Formée le 1er mars par l’avocat de la plaignante, une demande d’actes adressée au juge d’instruction de Strasbourg vise à faire entendre en Tunisie par le juge et par des policiers français, les témoins directs ou indirects, complices ou co-auteurs du crime en cause. La défense demande par ailleurs à la justice d’ouvrir une enquête supplémentaire fondée sur l’article 434-6 du code pénal français qui réprime le fait de fournir à la personne auteur ou complice d’un crime, un logement, un lieu de retraite, des subsides, des moyens d’existence ou tout autre moyen de la soustraire aux recherches et à l’arrestation.
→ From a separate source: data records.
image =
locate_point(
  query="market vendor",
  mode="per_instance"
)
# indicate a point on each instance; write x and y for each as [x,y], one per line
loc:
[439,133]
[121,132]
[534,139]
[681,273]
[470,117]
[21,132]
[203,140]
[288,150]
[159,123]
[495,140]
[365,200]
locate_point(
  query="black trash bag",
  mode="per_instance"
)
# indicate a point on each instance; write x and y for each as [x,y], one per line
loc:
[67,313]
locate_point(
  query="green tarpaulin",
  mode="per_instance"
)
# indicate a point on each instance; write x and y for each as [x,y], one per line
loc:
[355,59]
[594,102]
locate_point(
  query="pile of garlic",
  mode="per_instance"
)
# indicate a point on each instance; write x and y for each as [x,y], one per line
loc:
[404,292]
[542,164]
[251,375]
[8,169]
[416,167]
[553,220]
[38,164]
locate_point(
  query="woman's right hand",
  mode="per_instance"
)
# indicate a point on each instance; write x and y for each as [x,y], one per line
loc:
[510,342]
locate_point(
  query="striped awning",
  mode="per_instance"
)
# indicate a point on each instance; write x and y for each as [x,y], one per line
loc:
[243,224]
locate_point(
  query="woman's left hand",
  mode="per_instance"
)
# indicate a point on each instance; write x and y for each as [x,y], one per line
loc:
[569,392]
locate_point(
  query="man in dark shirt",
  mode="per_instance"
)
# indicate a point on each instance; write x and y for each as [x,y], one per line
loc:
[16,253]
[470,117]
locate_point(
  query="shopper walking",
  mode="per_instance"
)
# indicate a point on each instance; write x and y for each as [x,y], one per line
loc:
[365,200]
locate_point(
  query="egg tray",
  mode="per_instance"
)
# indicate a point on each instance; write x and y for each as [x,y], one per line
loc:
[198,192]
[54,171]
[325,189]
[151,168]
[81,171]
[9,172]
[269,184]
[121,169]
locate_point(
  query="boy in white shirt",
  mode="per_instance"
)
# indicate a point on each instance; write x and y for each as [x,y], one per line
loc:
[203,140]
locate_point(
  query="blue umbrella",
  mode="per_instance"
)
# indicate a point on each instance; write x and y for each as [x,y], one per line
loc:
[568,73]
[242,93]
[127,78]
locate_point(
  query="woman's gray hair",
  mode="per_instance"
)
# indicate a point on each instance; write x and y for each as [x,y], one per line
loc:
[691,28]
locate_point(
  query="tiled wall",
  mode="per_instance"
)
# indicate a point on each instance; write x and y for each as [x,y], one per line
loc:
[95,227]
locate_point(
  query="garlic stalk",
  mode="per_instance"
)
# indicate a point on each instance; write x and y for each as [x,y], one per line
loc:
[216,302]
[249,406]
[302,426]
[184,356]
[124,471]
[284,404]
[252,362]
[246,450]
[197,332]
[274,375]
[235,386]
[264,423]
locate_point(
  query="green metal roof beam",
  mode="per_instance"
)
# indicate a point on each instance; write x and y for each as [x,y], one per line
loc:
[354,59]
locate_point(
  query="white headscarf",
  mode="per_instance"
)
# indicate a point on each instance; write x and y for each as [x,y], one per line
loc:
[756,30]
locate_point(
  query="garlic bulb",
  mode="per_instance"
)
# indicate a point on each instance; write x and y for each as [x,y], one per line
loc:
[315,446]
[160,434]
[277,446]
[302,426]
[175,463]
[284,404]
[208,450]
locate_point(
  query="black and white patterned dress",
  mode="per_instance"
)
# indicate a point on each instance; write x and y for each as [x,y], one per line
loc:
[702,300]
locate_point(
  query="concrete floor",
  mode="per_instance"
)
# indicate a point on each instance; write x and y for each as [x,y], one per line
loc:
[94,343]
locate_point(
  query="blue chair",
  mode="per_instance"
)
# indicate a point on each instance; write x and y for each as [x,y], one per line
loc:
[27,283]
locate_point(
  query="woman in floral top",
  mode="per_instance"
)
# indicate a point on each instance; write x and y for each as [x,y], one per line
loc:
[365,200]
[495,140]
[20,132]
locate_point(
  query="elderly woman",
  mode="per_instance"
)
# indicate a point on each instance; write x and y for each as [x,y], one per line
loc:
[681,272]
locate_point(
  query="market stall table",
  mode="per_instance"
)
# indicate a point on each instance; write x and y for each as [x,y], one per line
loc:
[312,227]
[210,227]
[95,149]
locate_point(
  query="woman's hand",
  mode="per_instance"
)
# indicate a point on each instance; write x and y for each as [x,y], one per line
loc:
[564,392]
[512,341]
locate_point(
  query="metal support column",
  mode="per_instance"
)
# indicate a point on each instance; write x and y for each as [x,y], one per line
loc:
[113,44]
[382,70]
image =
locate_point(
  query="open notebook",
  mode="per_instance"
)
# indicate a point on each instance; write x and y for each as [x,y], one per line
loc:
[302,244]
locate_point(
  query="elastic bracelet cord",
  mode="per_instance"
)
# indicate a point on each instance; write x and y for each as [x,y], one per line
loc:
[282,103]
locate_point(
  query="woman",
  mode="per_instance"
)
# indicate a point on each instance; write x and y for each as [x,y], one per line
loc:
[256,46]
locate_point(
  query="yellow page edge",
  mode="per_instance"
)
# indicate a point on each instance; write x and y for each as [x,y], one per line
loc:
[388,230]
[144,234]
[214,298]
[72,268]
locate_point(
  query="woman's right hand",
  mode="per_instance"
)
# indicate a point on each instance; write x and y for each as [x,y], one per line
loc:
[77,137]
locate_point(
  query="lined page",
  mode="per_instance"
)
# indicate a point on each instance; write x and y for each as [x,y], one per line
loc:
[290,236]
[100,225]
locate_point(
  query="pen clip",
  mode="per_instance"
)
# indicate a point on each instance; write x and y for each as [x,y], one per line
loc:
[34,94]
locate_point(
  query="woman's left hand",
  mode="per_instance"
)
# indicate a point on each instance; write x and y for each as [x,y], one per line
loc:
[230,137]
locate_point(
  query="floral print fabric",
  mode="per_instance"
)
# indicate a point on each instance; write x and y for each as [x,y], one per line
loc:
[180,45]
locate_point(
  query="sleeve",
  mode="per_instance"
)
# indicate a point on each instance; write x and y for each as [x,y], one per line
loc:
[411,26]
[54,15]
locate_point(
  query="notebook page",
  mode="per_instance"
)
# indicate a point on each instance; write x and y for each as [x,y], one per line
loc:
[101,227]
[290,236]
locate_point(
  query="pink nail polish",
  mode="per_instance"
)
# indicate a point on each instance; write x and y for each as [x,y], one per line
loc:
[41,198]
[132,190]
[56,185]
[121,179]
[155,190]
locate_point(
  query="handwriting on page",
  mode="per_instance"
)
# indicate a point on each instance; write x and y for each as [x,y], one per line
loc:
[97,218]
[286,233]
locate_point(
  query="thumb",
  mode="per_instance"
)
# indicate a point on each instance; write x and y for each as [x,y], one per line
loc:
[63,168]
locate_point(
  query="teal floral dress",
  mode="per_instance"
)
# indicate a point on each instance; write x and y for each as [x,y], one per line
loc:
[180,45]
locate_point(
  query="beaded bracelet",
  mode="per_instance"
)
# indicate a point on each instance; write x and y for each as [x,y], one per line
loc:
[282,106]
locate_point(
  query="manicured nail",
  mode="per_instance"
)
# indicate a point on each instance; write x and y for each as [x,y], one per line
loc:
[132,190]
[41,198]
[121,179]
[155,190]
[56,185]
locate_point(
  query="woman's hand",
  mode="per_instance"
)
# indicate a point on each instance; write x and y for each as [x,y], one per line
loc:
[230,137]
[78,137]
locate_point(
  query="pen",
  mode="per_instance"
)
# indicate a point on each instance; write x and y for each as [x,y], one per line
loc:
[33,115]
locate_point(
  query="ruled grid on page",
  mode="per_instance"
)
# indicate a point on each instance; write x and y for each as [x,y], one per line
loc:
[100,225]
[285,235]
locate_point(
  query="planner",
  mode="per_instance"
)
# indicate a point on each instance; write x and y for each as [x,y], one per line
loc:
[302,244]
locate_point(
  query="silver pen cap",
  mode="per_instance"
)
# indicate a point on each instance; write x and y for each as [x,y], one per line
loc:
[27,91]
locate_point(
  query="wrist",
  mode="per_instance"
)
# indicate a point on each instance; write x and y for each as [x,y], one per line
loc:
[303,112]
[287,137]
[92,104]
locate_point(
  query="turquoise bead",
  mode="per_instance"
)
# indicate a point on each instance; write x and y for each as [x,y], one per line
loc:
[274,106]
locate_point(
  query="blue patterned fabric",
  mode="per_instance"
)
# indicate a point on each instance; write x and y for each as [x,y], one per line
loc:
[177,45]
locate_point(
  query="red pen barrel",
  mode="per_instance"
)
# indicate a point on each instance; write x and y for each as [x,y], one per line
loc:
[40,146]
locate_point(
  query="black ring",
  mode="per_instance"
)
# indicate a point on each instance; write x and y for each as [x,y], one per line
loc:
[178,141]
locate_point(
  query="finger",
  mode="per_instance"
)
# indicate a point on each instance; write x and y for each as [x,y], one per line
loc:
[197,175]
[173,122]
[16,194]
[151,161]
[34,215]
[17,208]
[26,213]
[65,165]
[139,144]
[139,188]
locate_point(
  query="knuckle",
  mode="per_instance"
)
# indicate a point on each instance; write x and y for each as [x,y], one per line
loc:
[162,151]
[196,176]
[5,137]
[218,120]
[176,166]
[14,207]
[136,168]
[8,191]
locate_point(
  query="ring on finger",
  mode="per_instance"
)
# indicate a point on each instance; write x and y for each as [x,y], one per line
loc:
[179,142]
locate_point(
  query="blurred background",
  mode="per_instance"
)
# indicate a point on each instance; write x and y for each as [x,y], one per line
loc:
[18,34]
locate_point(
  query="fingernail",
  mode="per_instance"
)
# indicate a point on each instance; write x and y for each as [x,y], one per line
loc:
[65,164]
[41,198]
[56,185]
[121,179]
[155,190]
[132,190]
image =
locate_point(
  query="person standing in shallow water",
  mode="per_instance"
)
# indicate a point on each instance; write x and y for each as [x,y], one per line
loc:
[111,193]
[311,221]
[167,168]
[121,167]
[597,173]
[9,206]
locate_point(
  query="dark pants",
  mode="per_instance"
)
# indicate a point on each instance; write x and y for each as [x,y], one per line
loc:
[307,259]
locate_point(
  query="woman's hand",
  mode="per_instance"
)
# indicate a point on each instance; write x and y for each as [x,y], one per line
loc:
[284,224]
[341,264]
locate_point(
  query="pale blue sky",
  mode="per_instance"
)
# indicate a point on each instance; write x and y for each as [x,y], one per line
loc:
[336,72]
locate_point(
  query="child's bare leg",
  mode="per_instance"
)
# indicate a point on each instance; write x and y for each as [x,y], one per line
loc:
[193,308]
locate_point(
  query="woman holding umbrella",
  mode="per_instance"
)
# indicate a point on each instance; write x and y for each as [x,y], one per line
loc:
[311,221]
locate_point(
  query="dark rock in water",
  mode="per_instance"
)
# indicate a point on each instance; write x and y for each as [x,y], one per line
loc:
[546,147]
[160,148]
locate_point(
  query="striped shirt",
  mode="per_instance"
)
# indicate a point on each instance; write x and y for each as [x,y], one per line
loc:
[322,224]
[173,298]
Les informations révélées par Madame Z. sont corroborées par un rapport de la FIDH de novembre 1998 « ONU : Comité contre la torture, Tunisie : « des violations caractérisées, graves et systématiques » ainsi que par le rapport du Comité pour le respect des libertés et des droits de l’homme en Tunisie intitulé « La torture en Tunisie 1987-2000, plaidoyer pour son abolition et contre l’impunité ». C’est notamment sur la base de ces rapports que le Comité des Nations Unies contre la torture, chargé de vérifier la mise en oeuvre de la Convention de 1984 a, en novembre 1998, souligné la pratique systématique de celle-ci par les agents de l’État à l’époque des faits visés.
La FIDH et la LDH regrettent qu’une information judiciaire n’ait pas été ouverte plus tôt – ce qui aurait permis à Monsieur Ben Said de s’expliquer sur les faits qui lui sont reprochés tout en permettant son maintien sur le territoire français. L’avocat de Madame Z. avait pourtant adressé dès le 25 juin 2001 un courrier au procureur général près la cour d’appel de Colmar évoquant le risque évident de fuite du suspect.
La FIDH et la LDH se félicitent néanmoins que la lutte contre l’impunité des crimes commis en Tunisie franchisse ainsi une étape historique.
Après différentes tentatives judiciaires infructueuses c’est en effet la première fois qu’un mandat d’arrêt international, fondé sur le principe de compétence universelle, est délivré contre un tortionnaire tunisien.